OKS Voices: Sean Melican Elevates His Teaching Craft

Since 2017, Upper School Science Teacher Sean Melican has been among a highly select group of 350 AP Chemistry Teachers chosen worldwide by the independent, nonprofit organization ETS to read and grade AP Chemistry tests. He will begin his summer vacation working eight hours a day for seven days, reading and grading just one of the seven questions on the AP Chemistry exam.

Grading papers can be a monotonous task — much less grading the same question over and over again. Yet, Melican attributes his annual stint as a reader to be one of his most valuable professional development tasks.

“I think the big thing for me is that when reading 3,000 to 4,000 answers to the same question, you see common mistakes,” explained Melican, who says he enjoys grading the exams because it allows him to bring the knowledge he gains back to Oak Knoll. “You see common misconceptions and commonalities that you can return and say, okay, am I addressing that particular misconception? Every year, I do it, and I learn something new. A lot of times, the question can be answered two, three, or four different ways. I look at the answers and think, I never thought to teach it that way.”

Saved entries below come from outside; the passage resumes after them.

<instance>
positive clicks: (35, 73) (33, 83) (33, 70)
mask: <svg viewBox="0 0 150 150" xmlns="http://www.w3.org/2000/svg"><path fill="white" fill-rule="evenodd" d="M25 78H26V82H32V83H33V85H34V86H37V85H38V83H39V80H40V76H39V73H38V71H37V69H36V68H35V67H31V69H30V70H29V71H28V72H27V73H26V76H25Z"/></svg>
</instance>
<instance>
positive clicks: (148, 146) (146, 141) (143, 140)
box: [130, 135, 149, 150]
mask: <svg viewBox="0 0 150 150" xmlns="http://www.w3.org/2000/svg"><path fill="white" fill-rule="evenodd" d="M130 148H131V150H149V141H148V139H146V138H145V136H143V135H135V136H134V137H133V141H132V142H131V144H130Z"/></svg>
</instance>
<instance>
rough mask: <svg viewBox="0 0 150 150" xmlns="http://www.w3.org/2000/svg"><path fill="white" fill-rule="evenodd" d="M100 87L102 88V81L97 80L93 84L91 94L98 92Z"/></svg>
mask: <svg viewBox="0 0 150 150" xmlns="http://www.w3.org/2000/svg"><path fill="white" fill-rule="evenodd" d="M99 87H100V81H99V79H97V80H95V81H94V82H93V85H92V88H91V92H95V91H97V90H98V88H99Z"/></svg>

With an elaborate system of readers, including a chief, a question leader, a table leader, and individual question readers, ETS ensures a rubric is finalized for each question and that individual readers are well-trained each year and capable of consistently grading exams. In the seven-day period, this highly qualified group of high school and university teachers from across the globe will come together in Tampa, Florida, to process between 160 thousand and 170 thousand exams.

“I have to go by a very specific rubric, very specific notes. It’s really like an assembly line for the sake of consistency,” Melican shared.

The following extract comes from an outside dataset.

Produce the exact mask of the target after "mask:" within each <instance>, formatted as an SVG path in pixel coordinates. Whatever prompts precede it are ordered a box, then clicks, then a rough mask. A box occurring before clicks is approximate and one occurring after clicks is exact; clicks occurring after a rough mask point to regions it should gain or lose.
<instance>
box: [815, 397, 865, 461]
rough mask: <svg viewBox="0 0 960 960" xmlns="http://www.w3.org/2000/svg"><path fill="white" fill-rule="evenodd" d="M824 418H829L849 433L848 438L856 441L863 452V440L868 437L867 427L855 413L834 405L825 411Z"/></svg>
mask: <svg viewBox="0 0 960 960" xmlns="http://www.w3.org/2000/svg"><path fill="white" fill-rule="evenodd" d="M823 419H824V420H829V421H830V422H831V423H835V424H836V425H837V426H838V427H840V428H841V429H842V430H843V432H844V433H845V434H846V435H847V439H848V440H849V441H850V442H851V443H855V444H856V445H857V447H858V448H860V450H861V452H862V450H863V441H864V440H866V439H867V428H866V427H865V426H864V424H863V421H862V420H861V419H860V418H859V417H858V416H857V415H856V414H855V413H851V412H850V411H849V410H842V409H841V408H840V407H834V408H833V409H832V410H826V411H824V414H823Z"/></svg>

Melican graduated from Colgate University with a degree in chemistry. He has been a member of Oak Knoll’s science faculty for 13 years. Prior to Oak Knoll, he taught in both private schools and community colleges.

His main goal as a teacher is to inspire his students to develop a sense of scientific literacy. “We want students to walk away with critical thinking skills. If they don’t remember how to do stoichiometry, or they don’t remember the names of the six strong acids, that’s fine. But when they are watching a TikTok, reading a newspaper, or engaged in some sort of media involving science, they will have a reasonable understanding.” 

Congratulations to Melican on his service to Oak Knoll and on his work as an esteemed AP Chemistry reader for ETS.